So,
essentially:
- A file updated in-place doesn't warrant
a new GUID?
When Mark was talking about 'hash' he was
actually refering to md5 checksum. I think you're talking about some other kind
of hash.
Another important point, for our specific
case, is that our files are 'non-versionable' as far as I understand this.
Meaning that in 99% of the cases they are not .exe or .dll, but .py, .txt, .xml
etc.
Now that I've expanded this a bit, let me
go full length.
In our case, a directory of .py files (a
'package') would be considered a 'component', and my previous understanding was
that a updated file would warrant a new GUID, since it's essentially a 'new
version' of the 'package'. Is that a bad assumption?
--
Sidnei da Silva
Enfold Systems http://enfoldsystems.com
Fax +1 832 201 8856 Office +1 713 942 2377 Ext 214
De: [EMAIL PROTECTED] em nome
de Derek Cicerone Enviada: qua 17/5/2006 17:08 Para: 'James
Carter' Cc: 'Mark Hammond';
WiX-devs@lists.sourceforge.net Assunto: RE: [WiX-devs] Re: [WiX-users]
Extending Heat
I’m not sure if a moved
file is all that interesting to be honest.

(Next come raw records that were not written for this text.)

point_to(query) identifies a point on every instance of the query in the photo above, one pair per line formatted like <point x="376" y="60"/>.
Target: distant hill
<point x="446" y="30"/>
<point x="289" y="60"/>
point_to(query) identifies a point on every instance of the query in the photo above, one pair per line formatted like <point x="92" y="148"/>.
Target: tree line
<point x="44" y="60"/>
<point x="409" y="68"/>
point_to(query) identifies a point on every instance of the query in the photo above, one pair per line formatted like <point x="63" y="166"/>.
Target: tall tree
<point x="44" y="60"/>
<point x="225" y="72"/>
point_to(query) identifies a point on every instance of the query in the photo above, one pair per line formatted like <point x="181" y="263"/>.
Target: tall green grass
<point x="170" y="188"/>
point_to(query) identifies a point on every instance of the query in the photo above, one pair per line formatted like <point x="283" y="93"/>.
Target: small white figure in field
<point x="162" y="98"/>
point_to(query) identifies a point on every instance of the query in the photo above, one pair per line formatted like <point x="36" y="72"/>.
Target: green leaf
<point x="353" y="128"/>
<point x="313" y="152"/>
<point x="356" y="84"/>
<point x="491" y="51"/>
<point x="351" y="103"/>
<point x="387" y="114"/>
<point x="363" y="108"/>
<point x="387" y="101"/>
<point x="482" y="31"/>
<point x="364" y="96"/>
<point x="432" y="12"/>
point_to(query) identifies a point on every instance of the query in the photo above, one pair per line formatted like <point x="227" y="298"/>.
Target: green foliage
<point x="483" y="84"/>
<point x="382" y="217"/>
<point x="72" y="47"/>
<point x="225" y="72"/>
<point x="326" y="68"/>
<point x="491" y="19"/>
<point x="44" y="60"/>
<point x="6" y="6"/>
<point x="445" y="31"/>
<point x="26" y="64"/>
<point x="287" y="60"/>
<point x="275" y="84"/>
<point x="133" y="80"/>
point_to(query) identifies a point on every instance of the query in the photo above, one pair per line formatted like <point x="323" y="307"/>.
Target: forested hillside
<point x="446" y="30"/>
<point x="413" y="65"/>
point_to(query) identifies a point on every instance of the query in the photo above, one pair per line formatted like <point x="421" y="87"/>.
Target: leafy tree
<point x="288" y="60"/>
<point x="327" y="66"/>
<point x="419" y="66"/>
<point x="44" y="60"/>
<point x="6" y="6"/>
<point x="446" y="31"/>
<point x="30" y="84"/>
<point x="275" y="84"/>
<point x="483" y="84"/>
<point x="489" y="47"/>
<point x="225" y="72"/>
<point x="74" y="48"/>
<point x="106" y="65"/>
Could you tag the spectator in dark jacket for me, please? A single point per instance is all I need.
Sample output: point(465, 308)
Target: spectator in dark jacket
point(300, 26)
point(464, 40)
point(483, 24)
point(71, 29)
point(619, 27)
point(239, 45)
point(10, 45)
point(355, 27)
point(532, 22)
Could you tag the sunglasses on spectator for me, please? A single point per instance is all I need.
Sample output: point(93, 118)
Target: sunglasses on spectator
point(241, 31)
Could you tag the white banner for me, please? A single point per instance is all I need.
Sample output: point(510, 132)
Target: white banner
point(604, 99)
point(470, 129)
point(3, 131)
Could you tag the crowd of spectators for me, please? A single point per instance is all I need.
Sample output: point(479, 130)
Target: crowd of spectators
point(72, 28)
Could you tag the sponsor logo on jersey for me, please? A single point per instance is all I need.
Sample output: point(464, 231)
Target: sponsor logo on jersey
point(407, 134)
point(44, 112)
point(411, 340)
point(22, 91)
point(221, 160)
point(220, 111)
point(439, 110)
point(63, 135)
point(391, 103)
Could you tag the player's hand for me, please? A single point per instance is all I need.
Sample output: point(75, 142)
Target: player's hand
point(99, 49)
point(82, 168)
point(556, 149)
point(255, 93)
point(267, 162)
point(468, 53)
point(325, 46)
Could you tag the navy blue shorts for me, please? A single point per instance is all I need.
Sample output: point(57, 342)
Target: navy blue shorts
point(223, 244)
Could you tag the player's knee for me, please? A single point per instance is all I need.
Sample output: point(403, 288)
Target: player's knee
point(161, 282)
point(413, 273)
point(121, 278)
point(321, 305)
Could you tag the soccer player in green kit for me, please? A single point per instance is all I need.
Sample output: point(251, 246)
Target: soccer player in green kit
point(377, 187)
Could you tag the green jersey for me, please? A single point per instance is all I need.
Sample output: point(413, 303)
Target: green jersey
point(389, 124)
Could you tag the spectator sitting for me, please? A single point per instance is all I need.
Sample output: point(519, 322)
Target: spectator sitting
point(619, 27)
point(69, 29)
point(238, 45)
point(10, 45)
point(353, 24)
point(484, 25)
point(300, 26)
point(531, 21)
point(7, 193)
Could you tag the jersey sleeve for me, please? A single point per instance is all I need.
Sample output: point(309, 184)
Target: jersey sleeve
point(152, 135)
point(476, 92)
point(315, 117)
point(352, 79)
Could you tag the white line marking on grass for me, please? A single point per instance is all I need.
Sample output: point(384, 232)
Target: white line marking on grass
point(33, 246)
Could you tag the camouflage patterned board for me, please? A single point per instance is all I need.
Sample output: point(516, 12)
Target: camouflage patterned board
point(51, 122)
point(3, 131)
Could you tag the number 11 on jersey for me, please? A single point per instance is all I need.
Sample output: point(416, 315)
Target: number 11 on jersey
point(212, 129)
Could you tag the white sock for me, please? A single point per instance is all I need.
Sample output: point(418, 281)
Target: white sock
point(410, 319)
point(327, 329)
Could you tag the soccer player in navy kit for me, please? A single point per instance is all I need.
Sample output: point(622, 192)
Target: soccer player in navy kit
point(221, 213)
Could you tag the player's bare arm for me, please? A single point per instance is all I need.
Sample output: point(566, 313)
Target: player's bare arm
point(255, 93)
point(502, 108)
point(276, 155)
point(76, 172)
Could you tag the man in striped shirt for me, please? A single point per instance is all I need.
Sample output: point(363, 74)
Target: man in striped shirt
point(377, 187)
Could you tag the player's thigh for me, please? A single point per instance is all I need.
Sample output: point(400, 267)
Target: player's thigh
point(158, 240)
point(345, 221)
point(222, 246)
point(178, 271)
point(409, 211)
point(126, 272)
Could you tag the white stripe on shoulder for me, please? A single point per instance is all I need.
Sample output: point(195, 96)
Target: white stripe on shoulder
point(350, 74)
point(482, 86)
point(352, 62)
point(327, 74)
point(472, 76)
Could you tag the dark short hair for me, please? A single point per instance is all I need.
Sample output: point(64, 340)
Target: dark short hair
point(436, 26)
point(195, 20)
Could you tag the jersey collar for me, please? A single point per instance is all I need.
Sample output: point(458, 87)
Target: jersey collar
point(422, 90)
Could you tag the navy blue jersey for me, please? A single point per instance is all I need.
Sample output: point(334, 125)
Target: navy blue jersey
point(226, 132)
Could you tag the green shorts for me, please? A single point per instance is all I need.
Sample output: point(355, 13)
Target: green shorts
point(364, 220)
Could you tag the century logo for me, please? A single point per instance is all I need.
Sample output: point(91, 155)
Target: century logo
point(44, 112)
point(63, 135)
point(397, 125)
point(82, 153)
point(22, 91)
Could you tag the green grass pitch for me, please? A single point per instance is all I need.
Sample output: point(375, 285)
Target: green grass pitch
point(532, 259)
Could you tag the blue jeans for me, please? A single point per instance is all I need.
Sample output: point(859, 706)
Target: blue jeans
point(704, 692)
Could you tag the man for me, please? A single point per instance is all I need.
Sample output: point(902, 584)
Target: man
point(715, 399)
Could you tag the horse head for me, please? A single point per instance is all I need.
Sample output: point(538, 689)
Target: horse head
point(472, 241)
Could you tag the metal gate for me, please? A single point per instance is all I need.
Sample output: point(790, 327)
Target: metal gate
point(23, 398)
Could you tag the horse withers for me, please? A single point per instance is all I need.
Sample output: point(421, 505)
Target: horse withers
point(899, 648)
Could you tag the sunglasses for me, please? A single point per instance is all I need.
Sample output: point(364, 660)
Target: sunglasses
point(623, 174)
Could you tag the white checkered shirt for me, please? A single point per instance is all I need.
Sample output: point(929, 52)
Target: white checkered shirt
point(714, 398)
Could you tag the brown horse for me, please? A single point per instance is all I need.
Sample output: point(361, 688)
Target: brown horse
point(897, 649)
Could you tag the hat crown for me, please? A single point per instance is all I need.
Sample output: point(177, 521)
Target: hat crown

Moved files don’t need to keep
the same component guid because it’s essentially a different resource at that
point because it’s being installed to a different location. I think the
only thing that’s interesting is where a file will be installed (not necessarily
where it came from). If you make assumptions about a file being installed
to the same location it came from, then this could work. The hash doesn’t
seem to really help because it doesn’t account for in-place file updates.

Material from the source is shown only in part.